Bereits nach der Begründung der Beschwerde hat der Beklagte in der Berufungsverhandlung selbst nichts Entsprechendes vorgetragen. Denn in der Beschwerdebegründung verweist der Beklagte insoweit lediglich auf die Klageerwiderung sowie die Berufungsbegründung. Das knappe Vorbringen in der Berufungsbegründung vom 29. Oktober 2013 hat dem Oberverwaltungsgericht aber ebenfalls keinen Anlass zu einer weiteren Aufklärung des Sachverhalts durch Einholung eines weiteren Gutachtens gegeben. Weder wird eine schriftliche Stellungnahme des behandelnden Arztes vorgelegt, aus der sich ein Widerspruch zum ausführlichen Gutachten der Sachverständigen substanziiert entnehmen ließe, noch wird dargelegt, welcher Fachrichtung der behandelnde Arzt zuzuordnen ist, noch wird ausgeführt, seit wann der benannte Arzt den Beklagten behandelt. Insbesondere wird nicht aufgezeigt, weshalb ausgehend von der festgestellten ausgeprägten narzisstischen Persönlichkeitsstörung entgegen dem vorliegenden schriftlichen Gutachten von einer erheblichen Minderung der Schuldfähigkeit zum Tatzeitpunkt auszugehen ist. Die pauschale Behauptung, der behandelnde Arzt schätze die Schuldfähigkeit anders ein als die Sachverständige, reicht hierfür nicht aus.

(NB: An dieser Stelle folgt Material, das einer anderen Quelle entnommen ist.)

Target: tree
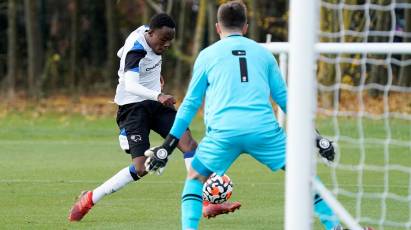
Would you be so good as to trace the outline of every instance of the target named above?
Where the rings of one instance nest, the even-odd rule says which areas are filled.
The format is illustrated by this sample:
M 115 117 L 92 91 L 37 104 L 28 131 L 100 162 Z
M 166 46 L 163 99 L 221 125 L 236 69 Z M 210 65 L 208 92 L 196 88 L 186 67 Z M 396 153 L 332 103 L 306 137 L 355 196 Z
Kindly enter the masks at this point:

Das Entsprechende gilt für die Anregung, den behandelnden Arzt als "Zeugen" zu vernehmen. Insoweit kam wegen der Natur der vergangenen Tatsachen oder Zustände, zu denen der Arzt gehört werden sollte, nur eine Vernehmung als sachverständiger Zeuge (§ 85 StPO) in Betracht. Im Hinblick auf das Vorbringen des Beklagten im Vorfeld der Berufungsverhandlung, das die Erkenntnisse des Gutachtens nicht substanziiert in Frage gestellt hatte, hatte das Oberverwaltungsgericht aber keine Veranlassung, den Arzt zu vernehmen.
Die Kostenentscheidung beruht auf § 74 Abs. 1 LDG NW und § 154 Abs. 2 VwGO. Einer Festsetzung des Streitwerts für das Beschwerdeverfahren bedarf es nicht, weil für das Verfahren Gebühren nach dem Gebührenverzeichnis der Anlage zu § 75 LDG NW erhoben werden.